The motivation to undertake this project stemmed from the fact that certain tactical styles are dominant and help teams finisher high in the final standings. Albeit the players who execute the tactical styles are extremely important, more often than not it has been observed that just building up a team with high quality players is never enough for the team to perform well. The coaches and their tactical strategies plays a big role in a team's success. That is why often when a team isn't doing well and a new manager comes in, there are changes to the tactical style and the team either does better or worse, depending on the prowess of the tactical style.

Hence, there is a need to understand which tactical styles do impact such shifts in positions of teams from one year to the other. That is, to understand the reason for a team to drop/rise in the final standing of the league table from one season to the other. This reason could be attributed to a change in tactical style, which could further be explained by the change in overall stats of the team in a given season.

For instance, one question that could be answered through this analysis would be: Does an increase in the number of passes (which represents a possession based tactical style) between two consecutive seasons for a team end up increasing its final position in the league as compared to the previous season? These questions when answered could be the key for coaches and assistant coaches to know what drills to focus on and design the training program for players accordingly.

Analysis and Model

The data was pre-processed to such that the "changes" in stats are obtained for each team starting from the 2006-07 season till the 2017-18 season. This helped in recording the changes in tactical styles rather than having the absolute number of any of the stats. The next thing was to divide up the EPL table into standing classes. The 4 standing classes used in this analysis were:

  1. Champions League Qualification (top 4 teams)
  2. Top half (teams #5 to #10)
  3. Bottom half (teams #11 to #17)
  4. Relegation zone (bottom 3 teams)

The response variable was then created such that it recorded the shifts for a team within these standing classes.
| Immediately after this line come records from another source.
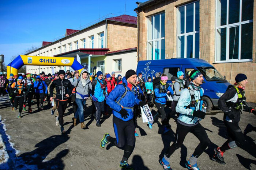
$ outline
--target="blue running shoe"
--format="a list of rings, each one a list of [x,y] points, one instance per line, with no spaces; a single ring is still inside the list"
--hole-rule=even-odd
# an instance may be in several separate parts
[[[163,166],[163,169],[165,170],[172,170],[172,169],[170,166],[170,163],[163,157],[161,160],[159,160],[159,163],[161,165]]]
[[[152,124],[151,124],[151,123],[149,123],[149,122],[148,122],[148,127],[149,127],[149,129],[152,129]]]
[[[101,140],[101,148],[104,148],[106,146],[106,145],[108,144],[109,142],[107,140],[107,137],[110,137],[110,135],[108,133],[106,133],[104,136],[103,137],[103,139]]]
[[[123,162],[122,161],[120,162],[119,166],[123,169],[125,169],[125,170],[132,170],[133,169],[132,167],[130,165],[128,164],[127,161],[125,161]]]
[[[186,165],[186,167],[187,167],[188,169],[191,169],[192,170],[199,170],[199,169],[197,166],[197,163],[192,165],[190,164],[189,161],[188,161],[188,162],[185,163],[185,165]]]

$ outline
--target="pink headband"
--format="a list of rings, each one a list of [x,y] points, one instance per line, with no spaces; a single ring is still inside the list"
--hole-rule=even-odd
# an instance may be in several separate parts
[[[168,80],[168,77],[167,76],[162,76],[161,77],[161,80]]]

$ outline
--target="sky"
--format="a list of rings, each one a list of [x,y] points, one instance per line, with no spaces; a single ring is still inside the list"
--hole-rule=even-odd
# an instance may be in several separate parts
[[[67,28],[80,29],[99,18],[124,14],[125,8],[125,14],[136,16],[138,1],[0,0],[0,54],[7,65],[13,56],[54,41]]]

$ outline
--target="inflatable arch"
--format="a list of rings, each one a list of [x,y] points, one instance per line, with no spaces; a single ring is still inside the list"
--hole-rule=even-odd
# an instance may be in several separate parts
[[[83,67],[74,57],[19,55],[7,66],[7,78],[10,78],[11,73],[18,75],[18,70],[25,65],[71,66],[74,70],[78,70],[79,72],[83,68]]]

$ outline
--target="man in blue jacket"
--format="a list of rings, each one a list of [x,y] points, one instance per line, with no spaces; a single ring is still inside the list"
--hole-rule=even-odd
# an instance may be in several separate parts
[[[108,98],[108,88],[106,81],[103,79],[103,73],[99,71],[96,74],[97,77],[92,83],[93,95],[91,98],[96,108],[96,112],[93,116],[96,120],[96,126],[101,126],[101,115],[104,111],[104,100]]]
[[[128,70],[123,78],[123,84],[117,86],[111,91],[106,103],[113,109],[113,126],[116,138],[106,133],[101,142],[102,148],[108,142],[118,148],[124,146],[124,152],[120,166],[124,169],[132,169],[127,163],[135,143],[135,126],[132,119],[133,107],[135,104],[143,106],[144,103],[138,98],[136,84],[137,75],[135,71]]]
[[[165,170],[172,169],[170,166],[170,156],[182,145],[188,133],[192,133],[200,141],[189,160],[185,163],[188,169],[198,170],[197,159],[210,143],[207,134],[199,122],[204,118],[205,112],[201,111],[203,89],[203,74],[198,70],[194,70],[190,74],[191,84],[181,91],[176,107],[180,113],[177,120],[177,128],[175,142],[167,150],[163,158],[159,160]]]
[[[45,97],[44,94],[47,94],[47,91],[44,91],[44,86],[45,87],[45,89],[47,89],[47,85],[44,81],[41,80],[40,76],[37,76],[37,81],[34,83],[34,88],[35,90],[35,98],[37,99],[37,104],[38,110],[44,109],[43,103]],[[41,102],[39,105],[39,99],[41,99]]]

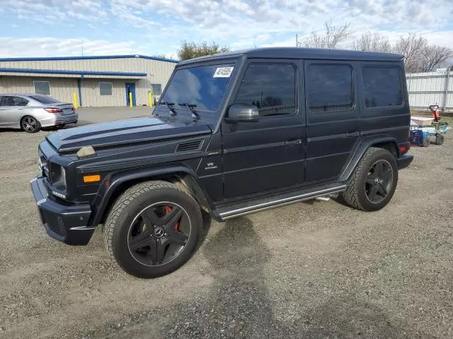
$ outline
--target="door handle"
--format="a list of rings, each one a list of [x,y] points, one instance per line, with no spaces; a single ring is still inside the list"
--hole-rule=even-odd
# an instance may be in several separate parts
[[[285,146],[292,146],[292,145],[300,145],[301,143],[302,143],[302,139],[291,140],[291,141],[285,141]]]

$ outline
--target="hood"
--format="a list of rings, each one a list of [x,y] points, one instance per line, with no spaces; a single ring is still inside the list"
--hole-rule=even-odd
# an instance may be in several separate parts
[[[206,124],[151,117],[62,129],[46,139],[58,152],[64,153],[76,152],[83,146],[93,146],[96,150],[210,133]]]

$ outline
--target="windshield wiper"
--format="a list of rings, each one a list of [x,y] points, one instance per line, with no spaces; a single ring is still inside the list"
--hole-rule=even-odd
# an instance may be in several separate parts
[[[188,104],[187,102],[178,102],[178,105],[180,106],[185,106],[190,109],[192,112],[192,117],[193,119],[196,119],[197,120],[200,120],[200,114],[194,109],[194,107],[196,107],[197,105],[195,104]]]
[[[168,109],[171,111],[171,114],[172,116],[178,115],[178,113],[176,113],[176,111],[173,108],[173,106],[175,105],[174,102],[170,102],[168,101],[161,101],[159,102],[159,105],[166,105],[167,107],[168,107]]]

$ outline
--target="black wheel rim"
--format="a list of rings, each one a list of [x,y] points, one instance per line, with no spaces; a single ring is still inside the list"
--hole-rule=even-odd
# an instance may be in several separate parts
[[[175,260],[187,246],[191,223],[188,213],[171,202],[154,203],[140,211],[127,234],[132,257],[147,266]]]
[[[394,171],[387,160],[377,160],[369,168],[365,183],[367,198],[379,203],[389,195],[394,182]]]
[[[22,120],[22,128],[27,132],[34,132],[36,131],[38,123],[34,118],[25,117]]]

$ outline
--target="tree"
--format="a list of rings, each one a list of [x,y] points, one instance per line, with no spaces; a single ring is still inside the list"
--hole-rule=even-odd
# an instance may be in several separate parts
[[[207,44],[206,42],[197,44],[193,42],[189,42],[184,40],[178,50],[178,56],[180,60],[188,60],[198,56],[224,53],[229,51],[229,48],[222,47],[214,42],[211,44]]]
[[[391,44],[387,37],[377,33],[365,32],[352,42],[352,49],[356,51],[391,52]]]
[[[338,47],[340,43],[352,35],[349,28],[350,23],[334,26],[331,21],[328,21],[324,25],[326,25],[326,32],[323,34],[311,32],[310,36],[303,42],[304,47],[336,49]]]

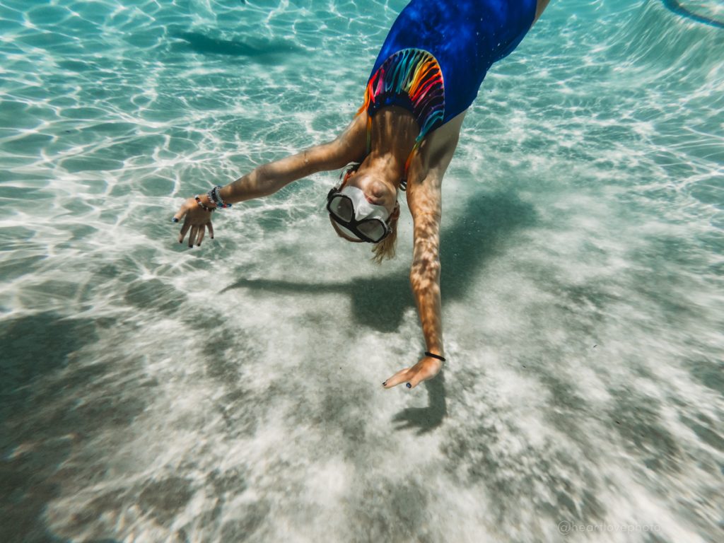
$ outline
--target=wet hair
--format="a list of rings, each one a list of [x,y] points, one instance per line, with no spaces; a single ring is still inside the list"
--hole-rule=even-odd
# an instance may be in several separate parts
[[[340,175],[340,185],[344,185],[347,181],[347,178],[350,177],[352,174],[356,172],[361,163],[360,162],[351,162],[345,166]],[[398,204],[395,203],[395,206]],[[395,212],[392,211],[392,215],[396,216],[394,218],[389,219],[387,224],[390,225],[390,233],[379,243],[374,243],[372,246],[372,252],[374,253],[374,256],[372,257],[372,261],[376,264],[382,264],[384,260],[391,260],[395,258],[395,248],[397,247],[397,219],[400,219],[400,210],[399,207]],[[390,216],[392,216],[392,215]],[[334,221],[329,218],[332,222],[332,225],[334,227],[334,231],[337,232],[337,235],[344,240],[348,238],[342,235],[342,232],[337,229],[337,225],[334,224]],[[348,241],[350,240],[348,240]]]
[[[397,219],[399,219],[400,213],[398,212],[397,216],[390,219],[390,234],[372,247],[372,252],[374,253],[372,261],[376,264],[382,264],[383,260],[392,260],[395,258],[395,248],[397,244]]]

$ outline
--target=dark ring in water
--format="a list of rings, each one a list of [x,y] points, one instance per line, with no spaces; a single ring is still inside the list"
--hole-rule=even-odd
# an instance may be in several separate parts
[[[712,19],[705,15],[699,15],[690,12],[677,1],[677,0],[661,0],[661,1],[663,2],[669,11],[675,13],[677,15],[681,15],[683,17],[691,19],[692,21],[696,21],[697,22],[703,22],[704,25],[713,26],[715,28],[724,28],[724,21],[717,21],[716,19]]]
  1. If a team stayed in the same standing class as the previous season - Label: 0
  2. If a team moved to any of the higher standing classes - Label: +1
  3. If a team moved to any of the lower standing classes - Label: -1

While this problem could have been modeled using any machine learning model, it was better to use a Bayesian approach due to limited size of the data. Furthermore, this analysis gives us a possible distribution of the coefficient in addition to a maximum a posteriori estimate. This approach helps in getting probabilistic estimates of how the changes in tactical styles (via the overall season statistics) impact the shifts in standing class.
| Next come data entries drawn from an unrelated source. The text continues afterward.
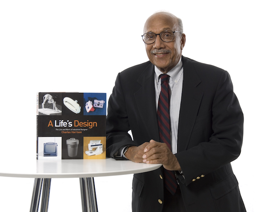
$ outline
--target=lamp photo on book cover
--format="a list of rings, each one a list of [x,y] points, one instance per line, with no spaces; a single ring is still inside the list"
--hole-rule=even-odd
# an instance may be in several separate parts
[[[65,106],[72,112],[77,114],[81,111],[81,107],[77,102],[77,100],[74,100],[69,97],[65,97],[63,99],[63,103]]]

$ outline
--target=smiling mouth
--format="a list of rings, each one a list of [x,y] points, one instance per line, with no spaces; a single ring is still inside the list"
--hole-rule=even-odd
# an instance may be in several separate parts
[[[166,49],[154,49],[150,52],[156,56],[162,56],[170,53],[170,51]]]
[[[164,54],[167,54],[167,53],[156,53],[156,54],[154,54],[156,56],[162,56],[162,55],[163,55]]]

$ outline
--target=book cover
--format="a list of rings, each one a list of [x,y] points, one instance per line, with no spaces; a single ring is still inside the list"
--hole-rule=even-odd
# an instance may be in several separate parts
[[[38,93],[37,159],[105,159],[106,99],[102,93]]]

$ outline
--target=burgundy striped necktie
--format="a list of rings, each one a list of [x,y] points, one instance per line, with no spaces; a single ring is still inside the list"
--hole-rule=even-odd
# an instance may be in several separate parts
[[[160,142],[166,143],[172,150],[169,112],[170,91],[169,83],[170,76],[163,74],[159,77],[161,78],[161,92],[157,108],[157,120]],[[174,195],[177,187],[174,172],[164,168],[164,180],[166,188]]]

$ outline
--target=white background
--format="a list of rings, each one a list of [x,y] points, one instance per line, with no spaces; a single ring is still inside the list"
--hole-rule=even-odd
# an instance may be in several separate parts
[[[108,99],[118,72],[148,60],[144,23],[165,10],[183,20],[183,55],[231,75],[245,121],[232,164],[247,211],[256,211],[254,9],[249,0],[1,1],[0,167],[35,160],[37,92],[106,92]],[[99,212],[131,211],[132,177],[95,178]],[[33,183],[0,177],[0,211],[28,211]],[[81,211],[78,179],[52,180],[48,211]]]

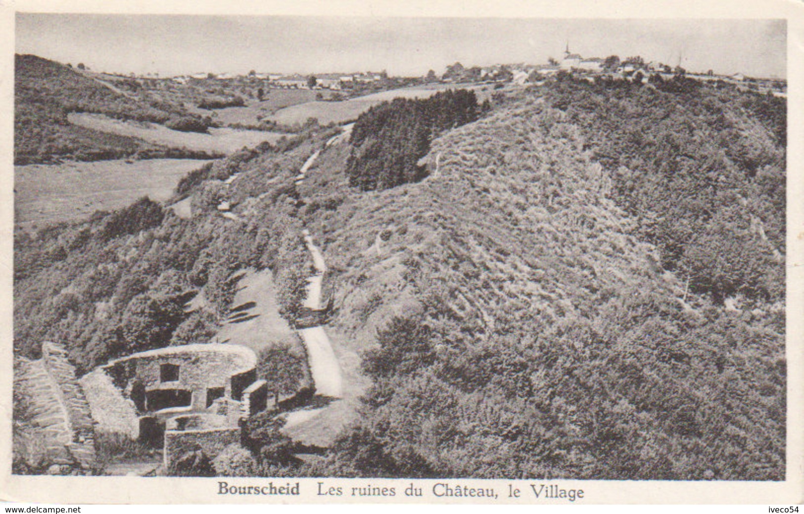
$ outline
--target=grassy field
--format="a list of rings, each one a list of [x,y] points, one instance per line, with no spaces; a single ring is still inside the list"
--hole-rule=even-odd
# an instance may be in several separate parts
[[[87,128],[140,139],[171,147],[191,150],[229,153],[244,146],[256,146],[263,141],[273,143],[284,134],[260,130],[210,128],[208,134],[171,130],[149,122],[122,121],[102,114],[72,113],[70,123]]]
[[[439,91],[450,88],[473,89],[478,95],[478,100],[482,100],[484,95],[490,96],[491,86],[461,86],[455,84],[432,84],[429,86],[417,86],[415,88],[405,88],[404,89],[392,89],[379,93],[359,96],[343,102],[307,102],[292,105],[277,111],[275,114],[269,116],[269,119],[277,123],[285,124],[293,124],[296,123],[304,123],[308,118],[317,118],[318,123],[326,124],[328,123],[343,123],[350,120],[355,120],[361,112],[368,110],[371,107],[381,102],[390,100],[394,98],[426,98],[431,96]],[[486,91],[486,88],[488,91]]]
[[[256,100],[246,100],[244,107],[228,107],[215,109],[211,115],[213,119],[223,125],[242,124],[251,124],[259,123],[262,118],[273,114],[280,109],[292,105],[306,104],[315,100],[316,94],[322,93],[325,98],[331,95],[330,92],[316,92],[310,89],[269,89],[265,93],[262,101]],[[190,109],[198,114],[208,115],[209,111],[194,108]],[[306,120],[306,118],[302,121]]]
[[[204,162],[153,159],[15,166],[14,222],[27,226],[77,219],[96,210],[125,206],[146,195],[164,201],[179,178]]]

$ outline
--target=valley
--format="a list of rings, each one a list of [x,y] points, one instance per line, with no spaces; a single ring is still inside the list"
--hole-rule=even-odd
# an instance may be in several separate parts
[[[51,341],[78,377],[206,343],[256,363],[253,403],[236,377],[158,412],[170,437],[228,424],[147,472],[784,478],[785,99],[680,73],[325,101],[54,69],[97,104],[18,124],[20,156],[61,161],[15,169],[18,373]],[[31,151],[96,133],[122,158]],[[215,158],[134,158],[169,150]],[[96,440],[153,463],[141,439]]]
The three models tested were:

  1. Complete pooling model using an Ordered Logistic Regression with 9 features
  2. Complete pooling model using an Ordered Logistic Regression with 9 features and all possible interaction terms amongst those 9 features
  3. Partial pooling model (Hierarchical model) by providing a distribution for the priors of the priors of the final model, i.e each prior of the final model will have its own set of priors defined

WAIC was used to decide the best model out of the three.

Results

Only 3 features turned out to be significant:

  1. goals conceded: -ve coefficient (if a team concedes more goals as compared to the last season, the team might finish in a lower standing class), this shows that keeping clean sheets is an important thing for coaches to consider while devising strategies

  2. Shots: +ve coefficient (if a team takes more shots as compared to the last season irrespective of it converting into a goal, the team might finish in a higher standing class), this shows that teams that usually have an aggressive style of play with more shots taken usually end up doing better.

  3. Crosses: -ve coefficient (if a team crosses more than it did last season, the team might finish in a lower standing class), this was one of the most interesting finds as it suggests that crossing hurts a team more than it benefits. Crosses are usually considered an aggressive tactic and is quite a technical move. However, based on the data and model it seems to be the other way round. This was later found to be the case in Manchester City's poor performances in late 2019 (https://soccer.nbcsports.com/2019/12/08/manchester-city-is-panicking/).

Such results do help teams make better informed decisions on tactical play. Case in point the Manchester City team. Had they known that data shows crosses to be ineffective, they might have invested in other tactical plays that use the dribbling and shooting skills of its players rather than spending so much time and effort in developing a tactic that doesn't give results.